3 We have used the victims' initials to protect their identity pursuant to section 595.226.1.
K.J.K. could feel Dodd's erect penis through his pants. After a couple of minutes, D.K.
came out of the restroom, and Dodd took K.J.K. off his lap without buttoning her pants.
The second incident occurred just weeks later on the first floor of Aunt's house.
K.J.K. and two other children were setting up a video game while Dodd sat on a reclined
exercise chair. When the children's backs were toward him, Dodd pulled K.J.K. to him.
He unzipped his pants and pulled them down slightly, then he pulled K.J.K.'s pants down
slightly and placed K.J.K. onto his lap. He moved K.J.K. around on his penis so that his
penis touched her vagina without penetration. K.J.K. felt a liquid "shoot up" in between
her thighs, on her vagina, and on her buttocks. Dodd then pulled K.J.K.'s pants back up
and pulled her off his lap.
The final charged incident between Dodd and K.J.K. occurred at Aunt's home in the
living room. Mother dropped K.J.K. off at Aunt's house for the evening while she went to
night school. Dodd was the only person present at Aunt's home that evening. Dodd sat on
the couch playing a video game, and K.J.K. asked him if she could eat a Nutter Butter
snack. Dodd told K.J.K. that she could not have a snack unless she "did something" first.

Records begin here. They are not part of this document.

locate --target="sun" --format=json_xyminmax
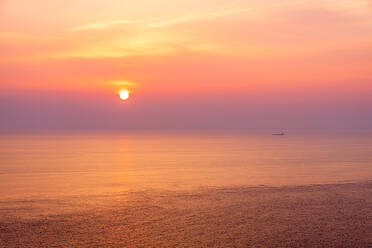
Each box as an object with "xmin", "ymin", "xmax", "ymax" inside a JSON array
[{"xmin": 119, "ymin": 90, "xmax": 130, "ymax": 101}]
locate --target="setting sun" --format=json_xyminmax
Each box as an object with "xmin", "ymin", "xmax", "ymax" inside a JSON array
[{"xmin": 119, "ymin": 90, "xmax": 130, "ymax": 101}]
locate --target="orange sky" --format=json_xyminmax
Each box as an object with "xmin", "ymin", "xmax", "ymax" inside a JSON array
[{"xmin": 0, "ymin": 0, "xmax": 372, "ymax": 130}]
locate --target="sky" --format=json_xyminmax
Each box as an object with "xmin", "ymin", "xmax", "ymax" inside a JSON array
[{"xmin": 0, "ymin": 0, "xmax": 372, "ymax": 129}]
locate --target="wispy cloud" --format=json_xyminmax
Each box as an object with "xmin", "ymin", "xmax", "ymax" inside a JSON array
[{"xmin": 71, "ymin": 9, "xmax": 249, "ymax": 31}]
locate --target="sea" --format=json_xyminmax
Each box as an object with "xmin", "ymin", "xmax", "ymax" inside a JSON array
[{"xmin": 0, "ymin": 129, "xmax": 372, "ymax": 199}]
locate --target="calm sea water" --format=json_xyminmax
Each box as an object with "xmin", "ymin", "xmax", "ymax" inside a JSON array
[{"xmin": 0, "ymin": 130, "xmax": 372, "ymax": 198}]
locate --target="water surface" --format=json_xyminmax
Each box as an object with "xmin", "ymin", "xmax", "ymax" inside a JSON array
[{"xmin": 0, "ymin": 130, "xmax": 372, "ymax": 199}]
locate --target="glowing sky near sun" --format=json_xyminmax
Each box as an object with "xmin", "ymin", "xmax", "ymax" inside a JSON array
[{"xmin": 0, "ymin": 0, "xmax": 372, "ymax": 127}]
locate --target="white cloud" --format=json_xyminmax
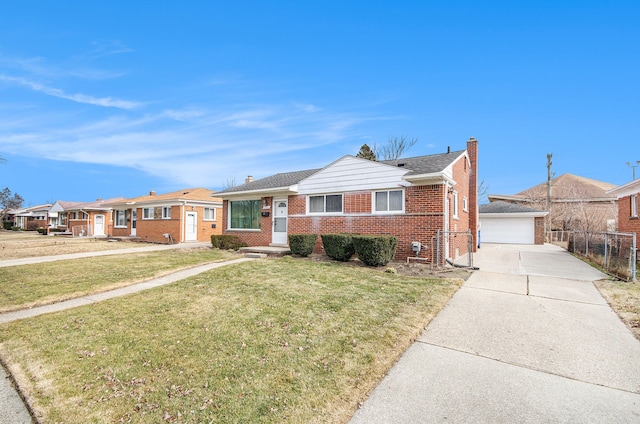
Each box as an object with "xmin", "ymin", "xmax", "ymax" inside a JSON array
[{"xmin": 0, "ymin": 75, "xmax": 142, "ymax": 109}]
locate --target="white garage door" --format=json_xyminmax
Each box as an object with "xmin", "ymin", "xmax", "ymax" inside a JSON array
[{"xmin": 480, "ymin": 217, "xmax": 535, "ymax": 244}]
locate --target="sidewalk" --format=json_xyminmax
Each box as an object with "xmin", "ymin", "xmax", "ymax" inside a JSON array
[{"xmin": 351, "ymin": 245, "xmax": 640, "ymax": 424}]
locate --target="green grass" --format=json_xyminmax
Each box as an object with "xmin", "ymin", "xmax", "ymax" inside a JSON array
[
  {"xmin": 0, "ymin": 258, "xmax": 461, "ymax": 423},
  {"xmin": 0, "ymin": 248, "xmax": 232, "ymax": 312}
]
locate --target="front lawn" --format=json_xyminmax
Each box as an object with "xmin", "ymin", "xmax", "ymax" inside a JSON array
[
  {"xmin": 0, "ymin": 248, "xmax": 233, "ymax": 312},
  {"xmin": 0, "ymin": 258, "xmax": 462, "ymax": 423},
  {"xmin": 596, "ymin": 280, "xmax": 640, "ymax": 340}
]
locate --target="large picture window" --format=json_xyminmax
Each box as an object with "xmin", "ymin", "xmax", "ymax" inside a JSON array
[
  {"xmin": 374, "ymin": 190, "xmax": 403, "ymax": 213},
  {"xmin": 229, "ymin": 199, "xmax": 260, "ymax": 230},
  {"xmin": 309, "ymin": 194, "xmax": 342, "ymax": 213}
]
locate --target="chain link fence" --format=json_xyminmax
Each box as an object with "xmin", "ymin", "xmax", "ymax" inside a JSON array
[
  {"xmin": 431, "ymin": 230, "xmax": 473, "ymax": 269},
  {"xmin": 560, "ymin": 231, "xmax": 638, "ymax": 281}
]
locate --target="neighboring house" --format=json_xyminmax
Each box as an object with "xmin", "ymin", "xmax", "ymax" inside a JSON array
[
  {"xmin": 216, "ymin": 138, "xmax": 478, "ymax": 259},
  {"xmin": 49, "ymin": 197, "xmax": 123, "ymax": 237},
  {"xmin": 110, "ymin": 188, "xmax": 222, "ymax": 244},
  {"xmin": 7, "ymin": 204, "xmax": 51, "ymax": 231},
  {"xmin": 487, "ymin": 174, "xmax": 617, "ymax": 232},
  {"xmin": 478, "ymin": 200, "xmax": 549, "ymax": 244},
  {"xmin": 608, "ymin": 180, "xmax": 640, "ymax": 244}
]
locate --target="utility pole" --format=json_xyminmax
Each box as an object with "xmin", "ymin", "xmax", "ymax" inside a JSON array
[
  {"xmin": 627, "ymin": 160, "xmax": 640, "ymax": 181},
  {"xmin": 544, "ymin": 153, "xmax": 553, "ymax": 235}
]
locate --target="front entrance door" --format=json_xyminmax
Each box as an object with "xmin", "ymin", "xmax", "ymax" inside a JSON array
[
  {"xmin": 93, "ymin": 215, "xmax": 104, "ymax": 237},
  {"xmin": 131, "ymin": 209, "xmax": 138, "ymax": 237},
  {"xmin": 271, "ymin": 199, "xmax": 289, "ymax": 245},
  {"xmin": 184, "ymin": 212, "xmax": 198, "ymax": 241}
]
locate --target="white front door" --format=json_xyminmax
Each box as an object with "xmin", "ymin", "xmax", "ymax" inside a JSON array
[
  {"xmin": 184, "ymin": 212, "xmax": 198, "ymax": 241},
  {"xmin": 93, "ymin": 215, "xmax": 104, "ymax": 237},
  {"xmin": 271, "ymin": 199, "xmax": 289, "ymax": 244},
  {"xmin": 131, "ymin": 209, "xmax": 138, "ymax": 237}
]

K.J.K. asked what she had to do, and Dodd pulled out his penis and started rubbing it.
Dodd asked K.J.K. if she was going to "do it," but she shook her head "no." Dodd grabbed
K.J.K.'s hand and put it on his penis. He placed his hand on top of her hand and began
moving the two hands together up and down.
During eighth grade, K.J.K. had become rebellious and started acting out at school.
Mother had a conversation with her about her behavior problems, and during the
conversation K.J.K. began crying and told Mother about the sexual molestation by Dodd.
Mother called the police to report the abuse. K.J.K. was then interviewed by law
enforcement, the Children's Division, and a forensic interviewer regarding the molestation.
Dodd's and Aunt's relationship ended around 2009 or 2010. Dodd then began dating
"Wife," whom he later married. B.B. is Wife's cousin, and B.B. met Dodd at Wife's house
when she was thirteen or fourteen years old. Dodd and Wife have four children together,
and B.B. frequently visited their home to babysit the children and hang out with Wife and
Dodd. B.B. initially enjoyed spending time with Dodd, and he did not make her feel
uncomfortable. However, after she turned fifteen years old, Dodd began touching B.B.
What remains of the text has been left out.